Saturday, July 22, 2006

A Grateful Nation

Few things fix the mind on the here and the hereafter -- and the way human beings consign others to ford the pass between them -- than a funeral with full military honors at Arlington Cemetery, such as one I had the occasion to attend this week.

In almost every respect, the occasion was uncommon. The family party was small. The wound caused by the nearly year-old death was almost healed. The death itself had come peacefully in the deceased's bed at home. The veteran was a female naval intelligence officer during World War II.

More than a funeral, it was an inhumation. There was no bathos, nor rage at the loss of a loved one at the hands of a negligent, selfish president waging a criminally stupid war in the Persian Gulf. World War II was indisputably the last "good war."

Instead, there was an astounding display of quiet dignity on the part of the U.S. Navy. A marching band, what looked to my civilian eye as a battallion of sailors, a horse-drawn caisson with a casket draped in the stars and stripes, a color guard.

I was reminded of Kennedy's funeral. My older son thought it was someone else's cortege, not his grandmother's. Perhaps Rumsfeld's (I only wish!). It was beautiful.

The band played "Come, Holy Ghost." Then we processed to the burial site to the sounds of the Navy hymn, "Eternal Father, Strong to Save." We stopped. Six sailors held a flag over the cremains. The Navy chaplain led us in prayer. We stood.

A line of about six sailors formed, raised their rifles and fired a three-rifle volley. The practice has its origins in an ancient war custom of bringing all fighting to a halt to remove the dead from the battlefield. Once each army had cleared its dead, it would fire three volleys to indicate that the dead had been cared for and that they were ready to go back to the fight.

Finally, the six escorting sailors folded the flag to the sounds of "America, the Beautiful." A sailor handed it to the military chaplain, who then presented it to the next of kin with the following words, "On behalf of the President of the United States, the Chief of Naval Operations and a grateful nation, please accept this flag as a symbol of our appreciation for your mother's service to this Country in World War II."

Then came the bugler's "Taps."

"Taps" was composed by the Union Army Brigadier General Daniel Butterfield, while in camp at Harrison's Landing, Virginia, in 1862. It became known as "Taps" because it was often tapped out on a drum, whenever a bugler was unavailable, and was widely used by both Northern and Southern armies.

Restless thoughts followed me in the hush and quiet that ensued that sweltering day.

A part of me had been rebelling, fighting within me to scream out the rage of thousands of mothers at the inhumanity of war. I came of age at a time in which such displays in the face of the military were common, as the government was waging another useless carnage, in Vietnam. Yet the effect of the military's psychological operation on me had been uncanny.
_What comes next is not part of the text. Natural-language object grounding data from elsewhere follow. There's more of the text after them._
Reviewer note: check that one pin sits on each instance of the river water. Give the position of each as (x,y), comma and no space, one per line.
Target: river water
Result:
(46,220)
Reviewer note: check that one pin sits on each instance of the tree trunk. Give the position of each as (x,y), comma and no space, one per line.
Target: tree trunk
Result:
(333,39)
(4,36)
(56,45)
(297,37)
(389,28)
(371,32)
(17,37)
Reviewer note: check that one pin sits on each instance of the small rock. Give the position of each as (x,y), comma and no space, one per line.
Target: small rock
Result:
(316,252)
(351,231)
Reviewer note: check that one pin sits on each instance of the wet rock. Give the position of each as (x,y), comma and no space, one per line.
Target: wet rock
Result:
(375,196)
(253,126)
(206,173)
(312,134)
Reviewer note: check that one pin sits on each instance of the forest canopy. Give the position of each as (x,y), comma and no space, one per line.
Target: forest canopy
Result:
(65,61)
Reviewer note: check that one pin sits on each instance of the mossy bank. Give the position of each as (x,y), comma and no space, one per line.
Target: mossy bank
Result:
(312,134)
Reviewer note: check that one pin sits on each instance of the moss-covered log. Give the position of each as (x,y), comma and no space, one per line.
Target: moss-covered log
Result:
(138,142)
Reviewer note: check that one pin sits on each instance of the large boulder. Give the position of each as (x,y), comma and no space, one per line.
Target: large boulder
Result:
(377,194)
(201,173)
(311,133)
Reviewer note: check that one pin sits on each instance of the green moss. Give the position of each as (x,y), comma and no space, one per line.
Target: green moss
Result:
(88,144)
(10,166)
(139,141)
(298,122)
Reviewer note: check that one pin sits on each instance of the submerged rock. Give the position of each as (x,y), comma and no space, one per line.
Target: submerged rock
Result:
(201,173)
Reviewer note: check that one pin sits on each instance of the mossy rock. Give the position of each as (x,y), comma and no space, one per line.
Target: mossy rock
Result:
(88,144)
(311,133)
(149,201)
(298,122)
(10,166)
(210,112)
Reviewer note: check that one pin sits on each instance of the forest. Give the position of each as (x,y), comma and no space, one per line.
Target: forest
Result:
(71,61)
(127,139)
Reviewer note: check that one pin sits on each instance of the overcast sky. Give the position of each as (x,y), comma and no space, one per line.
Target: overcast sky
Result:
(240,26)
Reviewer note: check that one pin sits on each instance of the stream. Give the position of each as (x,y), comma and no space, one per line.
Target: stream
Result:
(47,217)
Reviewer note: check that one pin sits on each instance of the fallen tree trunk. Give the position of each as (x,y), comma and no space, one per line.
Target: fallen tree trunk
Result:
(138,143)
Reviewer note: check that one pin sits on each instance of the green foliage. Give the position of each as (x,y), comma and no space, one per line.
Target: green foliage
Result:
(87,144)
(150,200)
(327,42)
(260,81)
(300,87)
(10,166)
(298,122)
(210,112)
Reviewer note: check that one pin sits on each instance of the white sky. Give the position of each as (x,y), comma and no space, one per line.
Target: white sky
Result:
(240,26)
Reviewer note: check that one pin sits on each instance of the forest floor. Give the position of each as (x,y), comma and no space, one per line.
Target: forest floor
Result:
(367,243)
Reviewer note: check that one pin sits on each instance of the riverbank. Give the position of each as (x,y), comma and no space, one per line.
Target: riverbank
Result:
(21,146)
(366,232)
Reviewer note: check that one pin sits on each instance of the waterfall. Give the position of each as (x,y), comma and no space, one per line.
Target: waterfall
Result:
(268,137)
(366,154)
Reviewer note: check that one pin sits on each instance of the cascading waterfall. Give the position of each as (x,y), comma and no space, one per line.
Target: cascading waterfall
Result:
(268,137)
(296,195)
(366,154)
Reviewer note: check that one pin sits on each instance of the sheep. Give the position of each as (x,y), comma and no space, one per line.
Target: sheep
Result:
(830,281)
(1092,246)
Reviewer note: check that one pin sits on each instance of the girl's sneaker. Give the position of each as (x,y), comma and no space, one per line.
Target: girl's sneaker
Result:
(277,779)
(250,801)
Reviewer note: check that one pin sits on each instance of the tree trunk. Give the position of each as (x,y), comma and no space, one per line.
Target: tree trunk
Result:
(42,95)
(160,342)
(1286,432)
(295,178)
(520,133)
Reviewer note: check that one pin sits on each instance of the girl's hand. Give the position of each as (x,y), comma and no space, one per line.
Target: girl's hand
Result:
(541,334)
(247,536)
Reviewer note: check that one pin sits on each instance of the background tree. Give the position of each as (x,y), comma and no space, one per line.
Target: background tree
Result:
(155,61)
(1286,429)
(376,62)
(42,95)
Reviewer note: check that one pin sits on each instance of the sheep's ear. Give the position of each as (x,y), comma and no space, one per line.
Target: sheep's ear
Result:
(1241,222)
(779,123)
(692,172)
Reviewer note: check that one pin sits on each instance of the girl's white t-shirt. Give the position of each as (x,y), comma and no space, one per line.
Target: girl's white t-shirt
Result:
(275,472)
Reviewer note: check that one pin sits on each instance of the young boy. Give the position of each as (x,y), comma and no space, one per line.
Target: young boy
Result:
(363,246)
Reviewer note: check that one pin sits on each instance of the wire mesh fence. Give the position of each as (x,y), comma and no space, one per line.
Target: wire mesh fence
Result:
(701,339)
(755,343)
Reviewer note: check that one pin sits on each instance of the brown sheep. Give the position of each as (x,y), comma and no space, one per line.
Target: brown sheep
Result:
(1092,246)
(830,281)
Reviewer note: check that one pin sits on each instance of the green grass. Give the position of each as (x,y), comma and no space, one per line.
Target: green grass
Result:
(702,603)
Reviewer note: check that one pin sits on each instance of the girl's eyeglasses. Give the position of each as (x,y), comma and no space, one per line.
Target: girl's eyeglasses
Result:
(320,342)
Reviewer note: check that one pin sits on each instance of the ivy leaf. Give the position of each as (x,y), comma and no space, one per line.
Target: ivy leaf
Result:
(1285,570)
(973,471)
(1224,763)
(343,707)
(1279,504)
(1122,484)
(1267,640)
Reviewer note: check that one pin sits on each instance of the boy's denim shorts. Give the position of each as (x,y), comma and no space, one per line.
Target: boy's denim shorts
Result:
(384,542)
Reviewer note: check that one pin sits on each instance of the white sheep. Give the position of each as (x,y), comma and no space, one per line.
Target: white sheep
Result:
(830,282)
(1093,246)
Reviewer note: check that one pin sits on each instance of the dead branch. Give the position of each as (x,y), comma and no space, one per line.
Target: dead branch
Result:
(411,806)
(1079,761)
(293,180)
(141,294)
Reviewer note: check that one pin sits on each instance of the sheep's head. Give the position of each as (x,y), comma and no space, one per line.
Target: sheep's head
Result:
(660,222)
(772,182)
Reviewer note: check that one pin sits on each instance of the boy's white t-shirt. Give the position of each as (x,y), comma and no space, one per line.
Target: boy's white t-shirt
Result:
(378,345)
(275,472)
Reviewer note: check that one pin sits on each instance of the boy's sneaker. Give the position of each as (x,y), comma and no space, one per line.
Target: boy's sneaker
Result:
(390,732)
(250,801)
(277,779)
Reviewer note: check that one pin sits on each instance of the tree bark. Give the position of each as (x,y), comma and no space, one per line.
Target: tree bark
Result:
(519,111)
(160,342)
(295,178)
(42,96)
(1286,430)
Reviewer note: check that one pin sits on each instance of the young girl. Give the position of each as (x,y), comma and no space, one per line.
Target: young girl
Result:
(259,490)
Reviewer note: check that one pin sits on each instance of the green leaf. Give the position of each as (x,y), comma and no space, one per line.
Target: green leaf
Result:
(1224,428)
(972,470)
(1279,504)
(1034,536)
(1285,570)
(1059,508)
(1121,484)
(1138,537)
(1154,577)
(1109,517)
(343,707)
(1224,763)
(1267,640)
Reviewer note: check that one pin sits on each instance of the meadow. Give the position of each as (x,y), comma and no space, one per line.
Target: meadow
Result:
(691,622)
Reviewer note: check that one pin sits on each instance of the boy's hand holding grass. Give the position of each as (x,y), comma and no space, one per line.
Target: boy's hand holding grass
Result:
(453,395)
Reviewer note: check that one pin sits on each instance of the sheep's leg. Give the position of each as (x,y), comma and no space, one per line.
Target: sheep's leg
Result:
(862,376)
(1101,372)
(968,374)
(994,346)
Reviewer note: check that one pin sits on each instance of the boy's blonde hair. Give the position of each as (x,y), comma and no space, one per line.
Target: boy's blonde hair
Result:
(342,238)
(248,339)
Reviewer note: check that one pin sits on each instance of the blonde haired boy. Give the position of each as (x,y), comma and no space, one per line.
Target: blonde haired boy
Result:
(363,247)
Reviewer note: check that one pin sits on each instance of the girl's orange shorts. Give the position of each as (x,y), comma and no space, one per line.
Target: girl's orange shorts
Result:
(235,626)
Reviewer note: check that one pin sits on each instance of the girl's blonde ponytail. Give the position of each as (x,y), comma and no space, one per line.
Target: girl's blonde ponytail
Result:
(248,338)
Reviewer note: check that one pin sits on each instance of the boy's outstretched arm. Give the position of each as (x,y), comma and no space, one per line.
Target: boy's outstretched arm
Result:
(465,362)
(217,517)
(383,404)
Still a vaguely agnostic Christian, I had prayed with feeling and been moved at "Taps." My rebellious feelings had felt undignified in the face of young boys who might be called upon to die, no matter how cruelly meaningless the conflict.
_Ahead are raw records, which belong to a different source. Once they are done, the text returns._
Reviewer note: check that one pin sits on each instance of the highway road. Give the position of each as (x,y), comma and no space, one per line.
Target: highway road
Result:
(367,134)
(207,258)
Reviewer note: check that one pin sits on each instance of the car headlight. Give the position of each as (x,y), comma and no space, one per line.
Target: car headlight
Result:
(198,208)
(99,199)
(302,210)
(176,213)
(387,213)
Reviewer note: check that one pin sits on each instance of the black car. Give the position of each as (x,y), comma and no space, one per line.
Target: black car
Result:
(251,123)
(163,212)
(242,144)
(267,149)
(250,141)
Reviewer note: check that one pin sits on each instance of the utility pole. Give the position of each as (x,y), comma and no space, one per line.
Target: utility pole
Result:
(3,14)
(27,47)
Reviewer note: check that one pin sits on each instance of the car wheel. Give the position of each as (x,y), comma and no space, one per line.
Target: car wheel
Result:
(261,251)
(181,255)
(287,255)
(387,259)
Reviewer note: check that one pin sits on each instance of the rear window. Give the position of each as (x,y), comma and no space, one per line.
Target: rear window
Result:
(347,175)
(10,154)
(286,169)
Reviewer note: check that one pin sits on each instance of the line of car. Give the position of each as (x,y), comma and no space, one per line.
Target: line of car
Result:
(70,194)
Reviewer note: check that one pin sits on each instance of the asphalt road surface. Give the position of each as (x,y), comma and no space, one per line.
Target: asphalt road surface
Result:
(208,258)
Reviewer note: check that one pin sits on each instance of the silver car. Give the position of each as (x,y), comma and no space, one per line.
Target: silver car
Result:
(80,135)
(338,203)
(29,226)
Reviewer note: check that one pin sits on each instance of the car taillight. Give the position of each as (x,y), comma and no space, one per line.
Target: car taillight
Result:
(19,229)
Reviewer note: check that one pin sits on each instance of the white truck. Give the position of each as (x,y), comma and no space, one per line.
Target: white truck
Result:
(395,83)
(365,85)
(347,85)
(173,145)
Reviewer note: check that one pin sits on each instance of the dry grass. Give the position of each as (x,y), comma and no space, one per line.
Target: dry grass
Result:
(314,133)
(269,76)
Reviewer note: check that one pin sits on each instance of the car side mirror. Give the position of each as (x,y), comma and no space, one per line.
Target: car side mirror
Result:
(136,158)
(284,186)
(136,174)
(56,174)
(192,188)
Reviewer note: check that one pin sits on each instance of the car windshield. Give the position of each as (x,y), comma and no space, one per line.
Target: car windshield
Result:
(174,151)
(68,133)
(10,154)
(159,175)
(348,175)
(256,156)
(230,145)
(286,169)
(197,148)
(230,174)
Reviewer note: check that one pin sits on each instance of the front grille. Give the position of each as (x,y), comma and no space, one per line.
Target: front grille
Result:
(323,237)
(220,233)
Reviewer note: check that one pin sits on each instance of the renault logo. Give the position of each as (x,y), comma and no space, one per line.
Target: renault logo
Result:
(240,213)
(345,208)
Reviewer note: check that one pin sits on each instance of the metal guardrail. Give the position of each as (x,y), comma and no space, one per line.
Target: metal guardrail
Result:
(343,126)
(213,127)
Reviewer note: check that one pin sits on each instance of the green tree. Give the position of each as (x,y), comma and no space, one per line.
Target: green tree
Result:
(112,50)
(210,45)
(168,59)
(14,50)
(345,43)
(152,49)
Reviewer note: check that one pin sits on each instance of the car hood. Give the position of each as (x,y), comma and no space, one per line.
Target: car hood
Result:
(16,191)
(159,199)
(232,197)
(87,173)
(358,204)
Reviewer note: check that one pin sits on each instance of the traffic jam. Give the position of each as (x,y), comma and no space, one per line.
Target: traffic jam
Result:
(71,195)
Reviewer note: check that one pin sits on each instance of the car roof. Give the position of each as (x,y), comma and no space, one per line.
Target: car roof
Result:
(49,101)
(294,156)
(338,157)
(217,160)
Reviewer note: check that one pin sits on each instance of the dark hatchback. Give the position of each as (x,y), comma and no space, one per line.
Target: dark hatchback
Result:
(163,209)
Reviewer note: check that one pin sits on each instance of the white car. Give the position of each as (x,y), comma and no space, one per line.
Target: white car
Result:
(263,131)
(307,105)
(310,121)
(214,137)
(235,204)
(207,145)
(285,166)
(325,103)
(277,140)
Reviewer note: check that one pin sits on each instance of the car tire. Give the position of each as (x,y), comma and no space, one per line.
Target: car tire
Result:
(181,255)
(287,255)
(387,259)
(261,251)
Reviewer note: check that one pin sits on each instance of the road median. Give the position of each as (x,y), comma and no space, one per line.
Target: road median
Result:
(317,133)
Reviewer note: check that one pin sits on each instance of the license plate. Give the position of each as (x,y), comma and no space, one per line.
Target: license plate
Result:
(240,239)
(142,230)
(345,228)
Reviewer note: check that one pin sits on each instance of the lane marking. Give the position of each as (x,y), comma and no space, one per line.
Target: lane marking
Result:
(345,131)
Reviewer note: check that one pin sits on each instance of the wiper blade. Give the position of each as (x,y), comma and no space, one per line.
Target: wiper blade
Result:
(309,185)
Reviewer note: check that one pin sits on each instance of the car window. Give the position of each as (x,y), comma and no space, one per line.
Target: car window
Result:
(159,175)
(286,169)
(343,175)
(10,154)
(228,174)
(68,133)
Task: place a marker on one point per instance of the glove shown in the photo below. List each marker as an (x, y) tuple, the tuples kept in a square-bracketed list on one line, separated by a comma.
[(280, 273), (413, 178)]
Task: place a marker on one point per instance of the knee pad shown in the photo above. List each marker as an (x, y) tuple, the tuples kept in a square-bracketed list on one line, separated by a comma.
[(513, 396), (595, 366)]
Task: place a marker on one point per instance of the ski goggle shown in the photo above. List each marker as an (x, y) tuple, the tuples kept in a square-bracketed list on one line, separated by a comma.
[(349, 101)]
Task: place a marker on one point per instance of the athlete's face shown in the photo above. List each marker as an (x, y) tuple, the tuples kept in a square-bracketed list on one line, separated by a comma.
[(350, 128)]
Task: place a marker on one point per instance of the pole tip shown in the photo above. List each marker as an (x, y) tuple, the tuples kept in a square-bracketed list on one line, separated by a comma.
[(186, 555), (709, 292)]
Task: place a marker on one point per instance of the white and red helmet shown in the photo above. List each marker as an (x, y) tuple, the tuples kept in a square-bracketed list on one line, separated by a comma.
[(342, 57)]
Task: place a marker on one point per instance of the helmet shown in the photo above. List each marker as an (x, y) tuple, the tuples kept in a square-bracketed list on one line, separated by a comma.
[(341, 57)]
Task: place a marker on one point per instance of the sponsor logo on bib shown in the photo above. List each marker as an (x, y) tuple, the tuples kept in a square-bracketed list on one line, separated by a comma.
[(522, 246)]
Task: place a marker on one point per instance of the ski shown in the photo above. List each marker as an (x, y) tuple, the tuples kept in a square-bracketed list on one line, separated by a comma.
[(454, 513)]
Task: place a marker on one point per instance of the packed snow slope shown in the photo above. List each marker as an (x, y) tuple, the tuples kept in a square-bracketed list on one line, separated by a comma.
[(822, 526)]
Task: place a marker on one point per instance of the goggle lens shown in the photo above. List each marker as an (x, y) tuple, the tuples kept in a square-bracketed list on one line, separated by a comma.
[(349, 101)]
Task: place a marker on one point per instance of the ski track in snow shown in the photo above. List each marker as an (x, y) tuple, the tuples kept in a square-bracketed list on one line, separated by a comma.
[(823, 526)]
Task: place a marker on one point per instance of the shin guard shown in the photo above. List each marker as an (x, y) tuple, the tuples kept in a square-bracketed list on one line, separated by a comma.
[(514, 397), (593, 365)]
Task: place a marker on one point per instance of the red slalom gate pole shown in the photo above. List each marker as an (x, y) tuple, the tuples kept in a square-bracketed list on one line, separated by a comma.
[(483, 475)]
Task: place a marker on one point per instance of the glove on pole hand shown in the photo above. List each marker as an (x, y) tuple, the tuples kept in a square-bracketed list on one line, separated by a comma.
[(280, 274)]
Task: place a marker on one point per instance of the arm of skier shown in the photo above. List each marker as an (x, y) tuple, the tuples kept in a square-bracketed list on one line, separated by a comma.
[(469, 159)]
It's a clever thing to have these ceremonies, one family by one family, out of sight from the glaring eye of the press. I had been challenged at the gate due to my press badge; I was there as an individual, not a reporter, so I hid it thereafter. But I then realized this is a part of war the military wishes to hide.

No recruiter would want young men to see what their mothers might face. No dissembling president using pointless war to dole out billions to cronies would want the public to know at what human expense.

In a sense, all military funerals are efforts to assuage the guilt and responsibility of military and political leaders for having taken someone from a family and returned that person dead. It's the least a grateful nation can do. All such funerals are a human response in the face of a shameful reality; they are cathartic ceremonies and a public confession that we are a murderous species.

How much more grateful all of us might be if war's casualties were much rarer, the occasions far nobler!

Such, at least, was true in the case of the military service rendered by this one Second World War Navy lieutenant I went to mourn, one whose intelligence analyses undoubtedly saved thousands of American lives and millions of others from the scourge of the Axis powers. Full military honors, in this instance, were a fitting coda to a life's struggle, well fought.